The Thailand Office of Insurance Commission outlined a policy direction for Thailand’s private health insurance system in a keynote address at the 21st Thailand Insurance Medical Academic Conference 2026, urging a shift from insurers acting mainly as claims payers to a “Health Partner” model that supports prevention, proactive health management and appropriate use of medical services. The message focused on sustaining the system as Thailand enters a fully ageing society and faces health-cost growth that outpaces general inflation. The Office highlighted that premium growth has been driven by higher costs per person rather than an expanding insured population, creating a risk of a high-premium cycle that pushes healthier policyholders out of the system and undermines overall stability. Policy directions set out include expanding coverage to middle-income groups and people with public-sector benefits so private insurance complements core health provision, promoting greater use of public hospitals alongside value-based healthcare to reduce system-wide costs, developing standardized prescriptions and allowing policyholders to purchase medicines outside hospitals to reduce expenses, and advancing a standard treatment-cost database (SIMBII) with central data linkage to improve transparency and support more appropriate premium-setting. The agenda also referenced systematic management of medical inflation and the use of copayment measures to encourage more appropriate healthcare utilisation.

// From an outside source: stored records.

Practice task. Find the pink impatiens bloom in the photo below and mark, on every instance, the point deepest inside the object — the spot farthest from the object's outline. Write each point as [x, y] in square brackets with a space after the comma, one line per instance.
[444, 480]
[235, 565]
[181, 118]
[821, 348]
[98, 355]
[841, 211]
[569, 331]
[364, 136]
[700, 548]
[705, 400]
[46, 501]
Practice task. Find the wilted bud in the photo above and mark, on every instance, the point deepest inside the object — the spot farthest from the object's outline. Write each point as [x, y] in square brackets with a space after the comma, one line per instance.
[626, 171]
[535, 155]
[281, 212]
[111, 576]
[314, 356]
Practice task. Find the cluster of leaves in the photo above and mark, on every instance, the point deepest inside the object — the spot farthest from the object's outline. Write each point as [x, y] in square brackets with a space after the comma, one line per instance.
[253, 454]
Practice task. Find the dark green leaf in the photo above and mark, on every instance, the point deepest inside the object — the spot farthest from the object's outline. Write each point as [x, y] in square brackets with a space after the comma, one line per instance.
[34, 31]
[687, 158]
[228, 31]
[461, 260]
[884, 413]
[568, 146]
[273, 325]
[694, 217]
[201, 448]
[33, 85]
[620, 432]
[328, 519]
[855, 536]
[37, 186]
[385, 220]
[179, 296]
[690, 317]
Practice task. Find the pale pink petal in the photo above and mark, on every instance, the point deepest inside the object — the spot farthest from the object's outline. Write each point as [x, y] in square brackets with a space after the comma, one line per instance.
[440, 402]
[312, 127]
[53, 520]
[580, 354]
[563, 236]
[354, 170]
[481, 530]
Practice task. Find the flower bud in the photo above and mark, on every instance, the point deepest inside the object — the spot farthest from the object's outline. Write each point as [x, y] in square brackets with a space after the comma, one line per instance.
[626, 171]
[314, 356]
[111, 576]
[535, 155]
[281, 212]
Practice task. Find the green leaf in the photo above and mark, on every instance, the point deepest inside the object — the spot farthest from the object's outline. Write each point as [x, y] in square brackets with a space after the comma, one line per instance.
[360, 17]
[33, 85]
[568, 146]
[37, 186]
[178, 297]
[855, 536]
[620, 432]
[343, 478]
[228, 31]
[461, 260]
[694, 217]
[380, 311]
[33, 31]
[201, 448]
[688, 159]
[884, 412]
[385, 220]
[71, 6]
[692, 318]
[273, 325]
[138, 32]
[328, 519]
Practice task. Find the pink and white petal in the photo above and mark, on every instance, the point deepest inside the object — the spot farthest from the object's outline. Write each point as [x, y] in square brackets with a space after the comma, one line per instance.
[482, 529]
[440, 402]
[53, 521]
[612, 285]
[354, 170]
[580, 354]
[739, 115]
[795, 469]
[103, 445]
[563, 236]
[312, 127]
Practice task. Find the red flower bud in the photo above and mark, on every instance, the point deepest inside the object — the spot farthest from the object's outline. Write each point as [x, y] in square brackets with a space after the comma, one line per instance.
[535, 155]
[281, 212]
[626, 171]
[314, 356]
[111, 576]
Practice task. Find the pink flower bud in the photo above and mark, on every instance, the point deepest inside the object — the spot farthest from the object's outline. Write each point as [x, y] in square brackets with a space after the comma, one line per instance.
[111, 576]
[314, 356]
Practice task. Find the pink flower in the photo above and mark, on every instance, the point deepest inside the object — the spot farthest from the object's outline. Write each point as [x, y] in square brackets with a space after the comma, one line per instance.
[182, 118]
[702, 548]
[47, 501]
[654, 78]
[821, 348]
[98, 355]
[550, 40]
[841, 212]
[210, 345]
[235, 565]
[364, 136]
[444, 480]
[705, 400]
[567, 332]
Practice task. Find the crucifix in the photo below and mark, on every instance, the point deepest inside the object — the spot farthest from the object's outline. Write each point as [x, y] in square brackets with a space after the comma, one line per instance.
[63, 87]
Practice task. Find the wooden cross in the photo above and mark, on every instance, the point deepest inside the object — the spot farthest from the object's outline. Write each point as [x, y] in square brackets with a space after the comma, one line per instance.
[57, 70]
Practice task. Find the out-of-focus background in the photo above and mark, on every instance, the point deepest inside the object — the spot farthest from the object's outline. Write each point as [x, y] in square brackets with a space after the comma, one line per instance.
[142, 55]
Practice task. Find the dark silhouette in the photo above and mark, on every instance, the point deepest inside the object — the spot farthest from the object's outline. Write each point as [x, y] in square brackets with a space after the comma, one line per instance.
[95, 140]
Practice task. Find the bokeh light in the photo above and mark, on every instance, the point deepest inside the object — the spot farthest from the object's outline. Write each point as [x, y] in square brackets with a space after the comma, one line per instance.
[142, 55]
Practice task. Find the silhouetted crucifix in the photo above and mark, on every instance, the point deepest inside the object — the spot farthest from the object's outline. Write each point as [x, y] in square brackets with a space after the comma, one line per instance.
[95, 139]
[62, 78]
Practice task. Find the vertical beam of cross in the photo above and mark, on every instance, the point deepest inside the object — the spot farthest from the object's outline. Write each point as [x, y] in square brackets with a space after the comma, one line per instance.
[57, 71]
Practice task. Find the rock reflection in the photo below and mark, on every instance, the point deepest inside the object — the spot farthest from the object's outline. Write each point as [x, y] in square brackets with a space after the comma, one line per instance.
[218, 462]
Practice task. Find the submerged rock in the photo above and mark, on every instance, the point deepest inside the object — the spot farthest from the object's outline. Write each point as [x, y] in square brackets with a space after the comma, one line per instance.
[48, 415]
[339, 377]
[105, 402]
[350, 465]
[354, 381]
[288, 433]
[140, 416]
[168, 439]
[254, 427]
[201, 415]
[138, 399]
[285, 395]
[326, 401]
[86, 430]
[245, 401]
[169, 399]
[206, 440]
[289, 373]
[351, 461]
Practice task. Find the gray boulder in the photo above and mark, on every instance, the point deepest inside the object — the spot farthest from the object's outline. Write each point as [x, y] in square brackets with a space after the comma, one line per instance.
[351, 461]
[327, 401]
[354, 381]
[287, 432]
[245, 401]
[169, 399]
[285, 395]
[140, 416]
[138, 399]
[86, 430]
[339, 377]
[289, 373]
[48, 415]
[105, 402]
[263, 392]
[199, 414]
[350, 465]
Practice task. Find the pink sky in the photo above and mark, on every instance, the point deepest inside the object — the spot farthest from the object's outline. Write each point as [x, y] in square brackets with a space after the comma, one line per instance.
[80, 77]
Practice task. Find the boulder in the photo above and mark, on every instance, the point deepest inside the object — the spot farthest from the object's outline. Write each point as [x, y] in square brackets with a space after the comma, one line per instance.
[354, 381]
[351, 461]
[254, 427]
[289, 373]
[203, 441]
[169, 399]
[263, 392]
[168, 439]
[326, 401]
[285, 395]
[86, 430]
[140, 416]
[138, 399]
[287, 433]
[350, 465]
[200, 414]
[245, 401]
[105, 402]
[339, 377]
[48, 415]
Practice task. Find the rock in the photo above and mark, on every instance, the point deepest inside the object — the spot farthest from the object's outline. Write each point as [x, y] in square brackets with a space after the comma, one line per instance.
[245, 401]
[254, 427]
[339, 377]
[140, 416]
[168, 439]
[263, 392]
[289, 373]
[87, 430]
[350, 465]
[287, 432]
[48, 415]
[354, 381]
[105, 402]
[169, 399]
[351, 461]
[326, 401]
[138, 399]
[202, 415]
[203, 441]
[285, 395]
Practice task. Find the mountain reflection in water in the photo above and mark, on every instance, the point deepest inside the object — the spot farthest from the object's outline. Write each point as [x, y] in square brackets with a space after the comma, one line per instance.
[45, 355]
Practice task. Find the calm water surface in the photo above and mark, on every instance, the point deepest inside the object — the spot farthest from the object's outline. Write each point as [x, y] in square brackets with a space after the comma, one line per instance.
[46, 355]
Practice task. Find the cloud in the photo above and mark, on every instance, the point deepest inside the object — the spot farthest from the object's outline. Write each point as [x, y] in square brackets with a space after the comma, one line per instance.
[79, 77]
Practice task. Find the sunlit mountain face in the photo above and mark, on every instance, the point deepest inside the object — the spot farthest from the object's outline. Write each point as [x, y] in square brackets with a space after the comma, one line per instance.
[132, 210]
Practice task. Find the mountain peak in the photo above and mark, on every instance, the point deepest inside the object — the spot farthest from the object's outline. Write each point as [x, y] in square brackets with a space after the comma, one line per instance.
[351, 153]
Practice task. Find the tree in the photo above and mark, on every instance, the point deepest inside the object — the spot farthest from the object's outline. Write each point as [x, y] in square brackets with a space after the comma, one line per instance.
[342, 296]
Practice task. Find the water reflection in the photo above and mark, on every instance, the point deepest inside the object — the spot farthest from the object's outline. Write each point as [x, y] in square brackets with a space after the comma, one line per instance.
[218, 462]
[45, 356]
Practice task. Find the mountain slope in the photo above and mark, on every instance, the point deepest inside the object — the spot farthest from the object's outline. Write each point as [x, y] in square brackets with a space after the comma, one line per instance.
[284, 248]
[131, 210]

Thailand Office of Insurance Commission 2026-03-27
Thailand Office of Insurance Commission sets direction to shift private health insurers into Health Partners while expanding coverage and curbing medical inflation
The Thailand Office of Insurance Commission announced a shift to a "Health Partner" model for private health insurance, focusing on prevention and proactive health management. The policy aims to address high health-cost growth and premium cycles by expanding coverage to middle-income groups, promoting public hospital use, and developing a standard treatment-cost database. Additional measures include standardized prescriptions, allowing medicine purchases outside hospitals, and implementing copayment strategies to manage medical inflation.